2. Apply EF Core migrations to provision the database (requires the connection string above):

   dotnet ef database update --project MissSolitude.Infrastructure --startup-project MissSolitude.API

3. Run the API:

   dotnet run --project MissSolitude.API

4. Visit Swagger UI at https://localhost:7083/swagger (or the HTTP profile at http://localhost:5016/swagger) to explore endpoints.

Docker Compose

The provided compose.yaml spins up the API alongside PostgreSQL:

docker compose up --build

Create a .env file (copy from .env.example) or export variables before running:

POSTGRES_USER=misssolitude
POSTGRES_PASSWORD=misssolitude
POSTGRES_DB=misssolitude
ASPNETCORE_Kestrel__Certificates__Default__Password=changeit

The API will be available on port 8080 by default.

Enabling HTTPS locally

The API can also listen on https://localhost:8443 when provided a certificate. Docker Compose is preconfigured to load a PFX from ./certificates/misssolitude.pfx and pass the password via ASPNETCORE_Kestrel__Certificates__Default__Password. A standalone .key file is not sufficient for Kestrel; you need a PKCS#12 bundle (PFX) that includes the certificate and private key.

1. Generate a development certificate (uses OpenSSL) and export it to ./certificates/misssolitude.pfx:

   ./scripts/generate-dev-certificate.sh

   • Set ASPNETCORE_Kestrel__Certificates__Default__Password (or PFX_PASSWORD) beforehand to choose a password.
   • If you already have a misssolitude.key and misssolitude.crt, the script will reuse them to create the PFX. If only one of those files exists, delete the leftover and re-run the script so it can produce both.
2. Add the same password to your environment (or .env) before running Compose:

   export ASPNETCORE_Kestrel__Certificates__Default__Password="changeit"

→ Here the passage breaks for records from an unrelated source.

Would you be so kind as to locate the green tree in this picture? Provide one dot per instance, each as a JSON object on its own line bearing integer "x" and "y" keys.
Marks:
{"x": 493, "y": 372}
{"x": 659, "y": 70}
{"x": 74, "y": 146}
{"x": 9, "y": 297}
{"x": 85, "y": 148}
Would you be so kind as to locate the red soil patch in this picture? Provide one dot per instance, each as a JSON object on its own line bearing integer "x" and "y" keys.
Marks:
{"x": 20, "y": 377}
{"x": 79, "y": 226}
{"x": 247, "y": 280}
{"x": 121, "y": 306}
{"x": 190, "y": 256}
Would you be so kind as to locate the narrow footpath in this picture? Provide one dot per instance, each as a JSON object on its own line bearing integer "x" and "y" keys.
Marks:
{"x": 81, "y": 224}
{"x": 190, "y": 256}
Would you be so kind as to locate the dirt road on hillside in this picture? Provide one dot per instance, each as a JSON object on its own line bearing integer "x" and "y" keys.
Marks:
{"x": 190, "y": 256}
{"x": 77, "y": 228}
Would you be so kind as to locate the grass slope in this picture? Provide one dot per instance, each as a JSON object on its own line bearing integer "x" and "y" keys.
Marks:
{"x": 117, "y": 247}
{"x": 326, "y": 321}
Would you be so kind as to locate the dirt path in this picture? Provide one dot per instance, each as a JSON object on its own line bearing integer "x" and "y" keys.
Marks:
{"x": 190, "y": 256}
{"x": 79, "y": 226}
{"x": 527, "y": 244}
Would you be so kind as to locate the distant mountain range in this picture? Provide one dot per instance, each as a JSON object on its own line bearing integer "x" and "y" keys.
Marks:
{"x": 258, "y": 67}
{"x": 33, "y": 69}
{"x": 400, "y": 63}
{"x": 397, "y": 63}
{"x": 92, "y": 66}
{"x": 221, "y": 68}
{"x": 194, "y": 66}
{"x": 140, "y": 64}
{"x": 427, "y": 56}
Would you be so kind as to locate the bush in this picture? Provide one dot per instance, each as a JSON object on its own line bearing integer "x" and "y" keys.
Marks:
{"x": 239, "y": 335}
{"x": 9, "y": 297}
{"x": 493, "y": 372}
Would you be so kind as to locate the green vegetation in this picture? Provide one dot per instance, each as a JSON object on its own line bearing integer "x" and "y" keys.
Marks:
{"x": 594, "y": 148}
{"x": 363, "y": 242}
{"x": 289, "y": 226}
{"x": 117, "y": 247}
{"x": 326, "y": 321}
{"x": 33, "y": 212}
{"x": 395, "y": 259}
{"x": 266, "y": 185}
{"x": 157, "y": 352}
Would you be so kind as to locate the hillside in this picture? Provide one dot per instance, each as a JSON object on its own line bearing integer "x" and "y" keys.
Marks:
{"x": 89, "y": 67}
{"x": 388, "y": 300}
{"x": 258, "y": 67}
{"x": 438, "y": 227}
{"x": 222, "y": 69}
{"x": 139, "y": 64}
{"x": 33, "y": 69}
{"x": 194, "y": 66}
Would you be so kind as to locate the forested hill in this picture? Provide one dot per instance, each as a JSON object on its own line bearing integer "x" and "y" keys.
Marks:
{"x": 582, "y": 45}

3. Start the stack and reach the API at https://localhost:8443.

Database migrations

Create new migrations from the solution root:

dotnet ef migrations add <MigrationName> --project MissSolitude.Infrastructure --startup-project MissSolitude.API

Apply migrations to the configured database:

dotnet ef database update --project MissSolitude.Infrastructure --startup-project MissSolitude.API

HTTP endpoints (current state)

• POST /api/user — Create a user.

  {
    "username": "alice",
    "password": "Sup3rS3cret!",
    "email": "alice@example.com"
  }

• GET /api/user/{id} — Retrieve a single user by ID.
• PUT /api/user — Update a user's username and email.

  {
    "id": "<user-id-guid>",
    "username": "alice-updated",
    "email": "new-email@example.com"
  }

• DELETE /api/user/{id} — Remove a user by ID.
• POST /api/user/login — Authenticate a user and receive JWT tokens.

  {
    "identifier": "alice", // username or email
    "password": "Sup3rS3cret!"
  }

  Response:

  {
    "accessToken": "<jwt>",
    "refreshToken": "<refresh-token>",
    "user": {
      "id": "<user-id-guid>",
      "username": "alice",
      "email": "alice@example.com"
    }
  }

Note: There is no authentication, authorization, or comprehensive input validation yet. Use only in controlled, non-production environments.

Contributing

Contributions and feedback are welcome, but expect rapid iteration and breaking changes while the project stabilizes.